NOL Group, the Singapore-based container shipping company which includes APL and APL Logistics, published Q1 figures today showing a jump in net losses from US$10 million for the period in 2011 up to a massive $254 million this year. The cause was put down purely to the drop off in freight rates due to the now inherent overcapacity which is plaguing the industry plus the rapid rise in fuel prices, figures achieved despite the estimated $100 million in costs saved by the group in the first three months of 2012.

Further savings are the cornerstone of the group strategy to survive its plight and management says it is on track to achieve around $500 million in total by cost cutting measures for this year principally through fuel economising and improved operational costs. NOL is also undertaking an organisational restructuring that it says will result in an additional annual saving of about $70 million from 2013 onwards.

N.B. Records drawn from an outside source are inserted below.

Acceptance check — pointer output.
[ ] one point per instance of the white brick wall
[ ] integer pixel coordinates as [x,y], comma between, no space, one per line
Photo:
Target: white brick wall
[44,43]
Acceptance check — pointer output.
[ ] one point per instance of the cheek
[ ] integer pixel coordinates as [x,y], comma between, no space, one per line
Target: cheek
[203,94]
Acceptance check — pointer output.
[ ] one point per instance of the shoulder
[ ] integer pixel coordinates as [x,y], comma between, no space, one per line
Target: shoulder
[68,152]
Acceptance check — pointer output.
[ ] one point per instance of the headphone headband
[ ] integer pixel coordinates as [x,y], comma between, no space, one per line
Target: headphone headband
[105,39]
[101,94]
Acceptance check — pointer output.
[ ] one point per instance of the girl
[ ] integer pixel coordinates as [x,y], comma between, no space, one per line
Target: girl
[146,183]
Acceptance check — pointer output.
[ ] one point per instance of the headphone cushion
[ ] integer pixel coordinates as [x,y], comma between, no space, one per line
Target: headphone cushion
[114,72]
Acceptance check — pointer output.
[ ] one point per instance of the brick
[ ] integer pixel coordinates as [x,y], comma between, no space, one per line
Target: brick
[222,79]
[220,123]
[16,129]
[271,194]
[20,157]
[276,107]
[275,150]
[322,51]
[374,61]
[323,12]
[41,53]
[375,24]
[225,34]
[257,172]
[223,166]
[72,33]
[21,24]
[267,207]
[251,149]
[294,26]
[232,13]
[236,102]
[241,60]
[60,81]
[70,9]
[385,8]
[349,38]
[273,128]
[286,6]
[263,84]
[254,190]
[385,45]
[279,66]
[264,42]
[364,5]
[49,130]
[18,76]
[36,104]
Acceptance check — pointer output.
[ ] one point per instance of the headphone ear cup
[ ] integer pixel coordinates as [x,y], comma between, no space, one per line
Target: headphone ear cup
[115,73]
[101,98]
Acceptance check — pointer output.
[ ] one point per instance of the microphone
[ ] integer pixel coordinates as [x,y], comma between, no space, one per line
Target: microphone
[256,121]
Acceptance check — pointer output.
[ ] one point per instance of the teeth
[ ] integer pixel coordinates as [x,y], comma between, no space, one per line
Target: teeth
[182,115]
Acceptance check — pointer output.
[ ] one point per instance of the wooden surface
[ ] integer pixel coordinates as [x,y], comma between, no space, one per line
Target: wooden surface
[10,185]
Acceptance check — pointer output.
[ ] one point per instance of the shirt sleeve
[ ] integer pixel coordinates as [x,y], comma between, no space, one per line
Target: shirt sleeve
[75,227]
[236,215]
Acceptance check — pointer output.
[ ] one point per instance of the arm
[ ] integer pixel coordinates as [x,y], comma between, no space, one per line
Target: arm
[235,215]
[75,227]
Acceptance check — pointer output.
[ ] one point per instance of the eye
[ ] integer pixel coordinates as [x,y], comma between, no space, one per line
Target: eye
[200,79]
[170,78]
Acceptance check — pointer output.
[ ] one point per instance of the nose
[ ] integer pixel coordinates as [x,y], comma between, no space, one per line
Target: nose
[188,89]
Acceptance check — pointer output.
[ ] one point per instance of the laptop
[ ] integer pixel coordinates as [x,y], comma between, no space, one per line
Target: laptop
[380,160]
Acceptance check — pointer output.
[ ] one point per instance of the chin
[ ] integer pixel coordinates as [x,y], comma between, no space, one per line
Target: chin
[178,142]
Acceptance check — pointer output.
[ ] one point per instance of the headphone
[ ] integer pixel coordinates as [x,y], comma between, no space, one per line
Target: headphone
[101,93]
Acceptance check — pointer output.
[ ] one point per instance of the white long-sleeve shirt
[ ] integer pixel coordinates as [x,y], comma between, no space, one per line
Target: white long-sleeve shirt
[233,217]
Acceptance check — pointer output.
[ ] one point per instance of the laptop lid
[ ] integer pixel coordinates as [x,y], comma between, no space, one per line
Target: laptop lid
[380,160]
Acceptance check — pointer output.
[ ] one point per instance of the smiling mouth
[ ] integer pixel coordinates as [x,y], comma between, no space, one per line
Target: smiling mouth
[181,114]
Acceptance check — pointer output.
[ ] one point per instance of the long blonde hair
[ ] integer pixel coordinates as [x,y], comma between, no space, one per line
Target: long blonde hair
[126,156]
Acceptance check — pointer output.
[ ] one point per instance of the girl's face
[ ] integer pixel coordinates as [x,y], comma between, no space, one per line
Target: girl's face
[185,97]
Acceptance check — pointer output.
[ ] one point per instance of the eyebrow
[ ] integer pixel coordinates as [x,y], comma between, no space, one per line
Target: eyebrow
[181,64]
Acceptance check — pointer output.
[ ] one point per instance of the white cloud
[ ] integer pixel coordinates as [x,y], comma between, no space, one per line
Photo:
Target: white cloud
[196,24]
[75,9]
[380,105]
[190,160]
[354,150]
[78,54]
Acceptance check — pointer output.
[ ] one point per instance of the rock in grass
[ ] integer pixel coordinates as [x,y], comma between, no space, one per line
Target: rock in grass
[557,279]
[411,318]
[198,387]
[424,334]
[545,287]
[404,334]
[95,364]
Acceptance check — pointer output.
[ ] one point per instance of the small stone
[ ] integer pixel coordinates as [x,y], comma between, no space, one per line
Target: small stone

The company said that its organisational structure around the world will be streamlined to shorten decision cycles and respond better to market changes and evolving customer needs.

NOL’s supply chain management business, APL Logistics, reported a 7% increase in first quarter revenue to $394 million. Contract Logistics revenue increased 15% due mostly to strong demand for rail and land-based services from automotive customers. APL Logistics’ Core EBIT declined 38% from the first quarter of 2011 due to higher operating and technology costs related to growth initiatives. Core EBIT (Earnings Before Interest and Taxes) in the logistics business was $13 million. APL Logistics President Jim McAdam said:

“We increased revenue and sustained profitability despite economic uncertainty in key markets.Our emphasis remains on investing for profitable growth.”

APL, NOL’s liner shipping business, reported Q1 revenue of $2 billion, down 4% from a year ago. Revenue per FEU declined 7%, due mostly to the lower rates. Bunker fuel price increased from $523/metric ton in Q1 2011 to $684/metric ton in Q1 this year. APL reduced fuel consumption by 75,000 metric tons even though overall cargo volume increased 4% in the first quarter. APL President Kenneth Glenn commented:

“Rates have been moving up since March, but not yet enough to offset the high cost of fuel. Much more remains to be done to increase rates and manage down expenses.”

The group financial statement said that recent General Rate Increases have resulted in improved freight rates since March. However, the global economic outlook remains uncertain and the container shipping industry continues to face high fuel costs and overcapacity. If conditions for rates and fuel costs do not improve, the Group's financial performance will remain weak. NOL Group CEO Ng Yat Chung added:

“There were positive signs in the first quarter – the freight rate increases in March and growth in the logistics business. But we must continue to aggressively manage our operating costs, and streamline our organisation for greater efficiency.”

Ng Yat Chung took over as CEO from Ron Widdows, a thirty year veteran with NOL, last October when Widdows stepped down three months ahead of his proposed retirement date citing the ‘changing environment’ which both men said they felt would impact upon NOL’s business ‘well beyond the end of 2011’. Widdows was a revered figure at NOL having seen the group bounce back from the 2009 recession and remains Chairman of the World Shipping Council and CEO of  Rickmers Holding & Rickmers-Linie, posts he took on just last month.

N.B. All Dollar rates quoted are US.